³ Partner Site Hamburg/Kiel/Lübeck, German Centre for Cardiovascular Research (DZHK)Hamburg, Germany; Department of General and Interventional Cardiology, University Heart Center HamburgHamburg, Germany.

Abstract

Human induced pluripotent stem cell-derived cardiomyocytes (hiPSC-CM) provide a unique opportunity to study human heart physiology and pharmacology and repair injured hearts. The suitability of hiPSC-CM critically depends on how closely they share physiological properties of human adult cardiomyocytes (CM). Here we investigated whether a 3D engineered heart tissue (EHT) culture format favors maturation and addressed the L-type Ca(2+)-current (ICa,L) as a readout. The results were compared with hiPSC-CM cultured in conventional monolayer (ML) and to our previous data from human adult atrial and ventricular CM obtained when identical patch-clamp protocols were used.
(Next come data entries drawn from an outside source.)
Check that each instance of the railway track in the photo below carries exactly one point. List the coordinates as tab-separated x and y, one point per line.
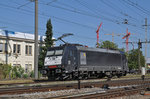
55	87
107	94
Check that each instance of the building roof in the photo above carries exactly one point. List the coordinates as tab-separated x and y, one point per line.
20	35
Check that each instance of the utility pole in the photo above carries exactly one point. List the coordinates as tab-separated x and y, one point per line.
36	41
113	34
139	46
145	40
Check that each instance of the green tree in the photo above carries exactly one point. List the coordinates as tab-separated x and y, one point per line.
133	59
48	43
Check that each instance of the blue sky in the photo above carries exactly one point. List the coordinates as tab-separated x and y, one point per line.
80	17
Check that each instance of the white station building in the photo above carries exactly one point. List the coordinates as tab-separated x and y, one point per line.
17	48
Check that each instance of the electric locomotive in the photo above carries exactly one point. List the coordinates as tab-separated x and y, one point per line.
71	61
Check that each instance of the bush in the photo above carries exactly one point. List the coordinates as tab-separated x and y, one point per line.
17	72
25	76
5	70
32	74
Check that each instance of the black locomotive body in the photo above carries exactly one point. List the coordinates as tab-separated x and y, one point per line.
71	61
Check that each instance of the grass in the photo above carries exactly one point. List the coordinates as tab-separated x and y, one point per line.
16	81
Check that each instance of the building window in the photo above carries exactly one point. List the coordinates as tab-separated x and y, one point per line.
16	65
16	48
28	50
28	68
1	47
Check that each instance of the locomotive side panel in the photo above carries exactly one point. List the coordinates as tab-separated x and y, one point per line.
100	61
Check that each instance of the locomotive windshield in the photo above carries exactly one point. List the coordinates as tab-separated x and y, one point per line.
54	52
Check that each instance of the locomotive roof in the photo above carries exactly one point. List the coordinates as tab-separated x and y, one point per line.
98	50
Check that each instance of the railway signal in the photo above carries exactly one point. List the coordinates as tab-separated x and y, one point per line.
127	39
97	31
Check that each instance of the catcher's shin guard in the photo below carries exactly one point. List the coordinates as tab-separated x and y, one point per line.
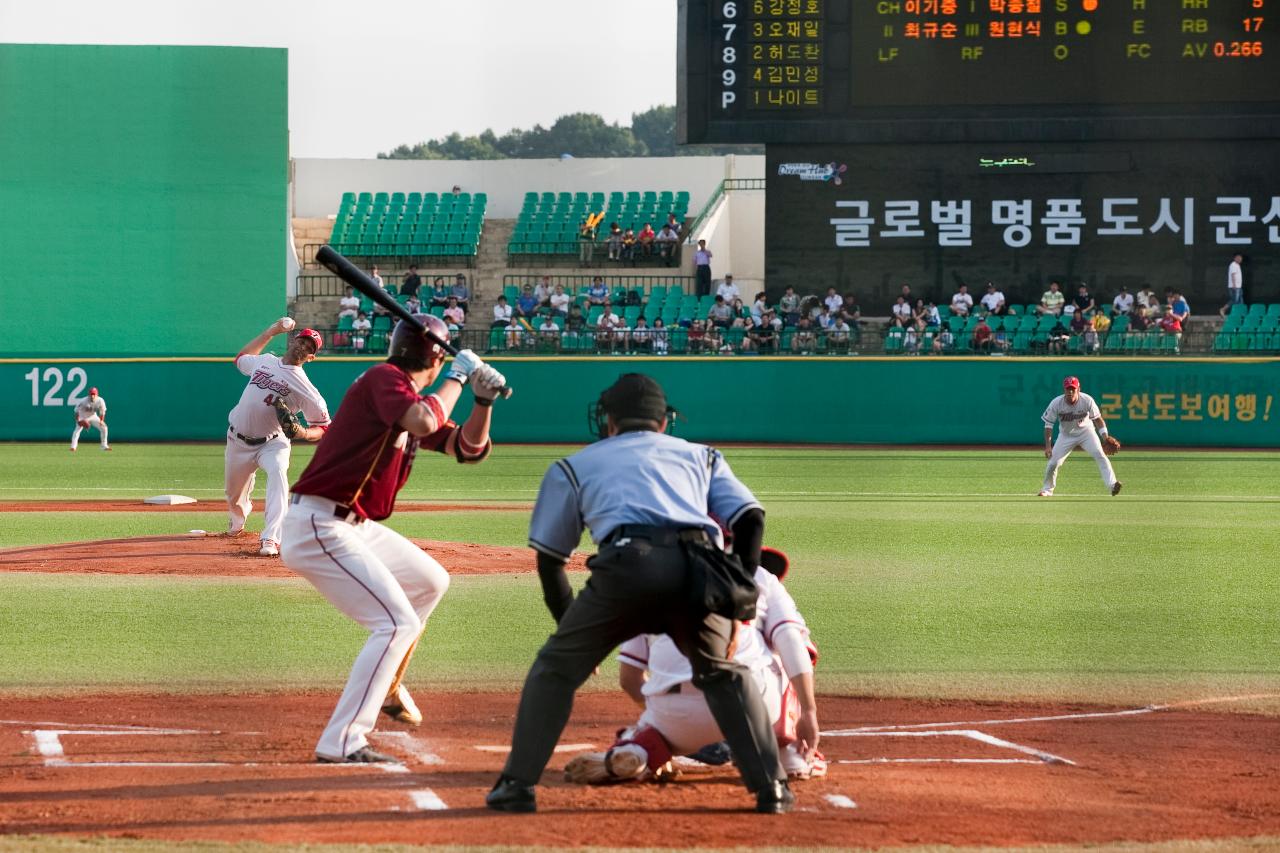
744	720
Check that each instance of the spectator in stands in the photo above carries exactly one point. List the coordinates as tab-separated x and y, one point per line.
1059	337
1052	300
833	301
615	241
543	291
461	292
526	304
360	328
645	240
1082	300
721	314
993	300
982	336
455	314
703	269
411	282
560	301
439	292
502	314
641	336
586	241
348	305
597	292
901	311
728	290
667	241
1123	302
804	340
790	306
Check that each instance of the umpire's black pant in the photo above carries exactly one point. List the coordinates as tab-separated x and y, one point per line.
640	588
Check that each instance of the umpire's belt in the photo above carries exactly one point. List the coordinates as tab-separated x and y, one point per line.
324	506
251	442
662	537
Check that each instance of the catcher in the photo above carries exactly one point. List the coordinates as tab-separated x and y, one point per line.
1079	425
780	656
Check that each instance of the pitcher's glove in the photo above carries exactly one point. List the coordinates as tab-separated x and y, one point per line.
289	424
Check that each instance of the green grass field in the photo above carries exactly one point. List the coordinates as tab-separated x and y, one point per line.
922	573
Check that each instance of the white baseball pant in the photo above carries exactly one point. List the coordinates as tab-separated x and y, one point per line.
1065	443
382	580
241	473
94	423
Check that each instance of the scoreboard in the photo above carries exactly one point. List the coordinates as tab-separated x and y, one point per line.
935	71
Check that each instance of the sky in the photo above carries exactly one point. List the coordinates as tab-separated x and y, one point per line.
366	76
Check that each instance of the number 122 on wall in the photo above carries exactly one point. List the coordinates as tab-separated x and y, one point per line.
76	379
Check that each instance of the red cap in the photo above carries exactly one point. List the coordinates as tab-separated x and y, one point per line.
311	334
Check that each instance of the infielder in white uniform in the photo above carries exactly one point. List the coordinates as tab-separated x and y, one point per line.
90	414
1079	425
254	437
775	647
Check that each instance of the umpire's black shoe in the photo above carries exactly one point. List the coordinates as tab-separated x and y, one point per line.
775	799
511	796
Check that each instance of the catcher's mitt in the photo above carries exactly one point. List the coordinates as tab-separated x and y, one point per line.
289	424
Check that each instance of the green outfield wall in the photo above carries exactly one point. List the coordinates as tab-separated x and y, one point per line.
142	197
1210	402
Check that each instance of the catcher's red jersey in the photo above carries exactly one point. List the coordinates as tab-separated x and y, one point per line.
365	457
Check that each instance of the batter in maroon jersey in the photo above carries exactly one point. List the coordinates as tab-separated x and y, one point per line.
332	532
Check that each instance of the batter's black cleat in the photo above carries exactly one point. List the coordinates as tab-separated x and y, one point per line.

HiPSC-CM were two- to three-fold smaller than adult CM, independently of culture format [capacitance ML 45 ± 1 pF (n = 289), EHT 45 ± 1 pF (n = 460), atrial CM 87 ± 3 pF (n = 196), ventricular CM 126 ± 8 pF (n = 50)]. Only 88% of ML cells showed ICa, but all EHT. Basal ICa density was 10 ± 1 pA/pF (n = 207) for ML and 12 ± 1 pA/pF (n = 361) for EHT and was larger than in adult CM [7 ± 1 pA/pF (p < 0.05, n = 196) for atrial CM and 6 ± 1 pA/pF (p < 0.05, n = 47) for ventricular CM]. However, ML and EHT showed robust T-type Ca(2+)-currents (ICa,T). While (-)-Bay K 8644, that activates ICa,L directly, increased ICa,Lto the same extent in ML and EHT, β1- and β2-adrenoceptor effects were marginal in ML, but of same size as (-)-Bay K 8644 in EHT. The opposite was true for serotonin receptors. Sensitivity to β1 and β2-adrenoceptor stimulation was the same in EHT as in adult CM (-logEC50: 5.9 and 6.1 for norepinephrine (NE) and epinephrine (Epi), respectively), but very low concentrations of Rp-8-Br-cAMPS were sufficient to suppress effects (-logEC50: 5.3 and 5.3 respectively for NE and Epi). Taken together, hiPSC-CM express ICa,L at the same density as human adult CM, but, in contrast, possess robust ICa,T. Increased effects of catecholamines in EHT suggest more efficient maturation.

Keywords: 5-hydroxytryptamine; L-type Ca2+-channel; T-type Ca2+-channel; human induced pluripotent stem cell-derived cardiomyocytes; protein kinase A; β-adrenoceptor.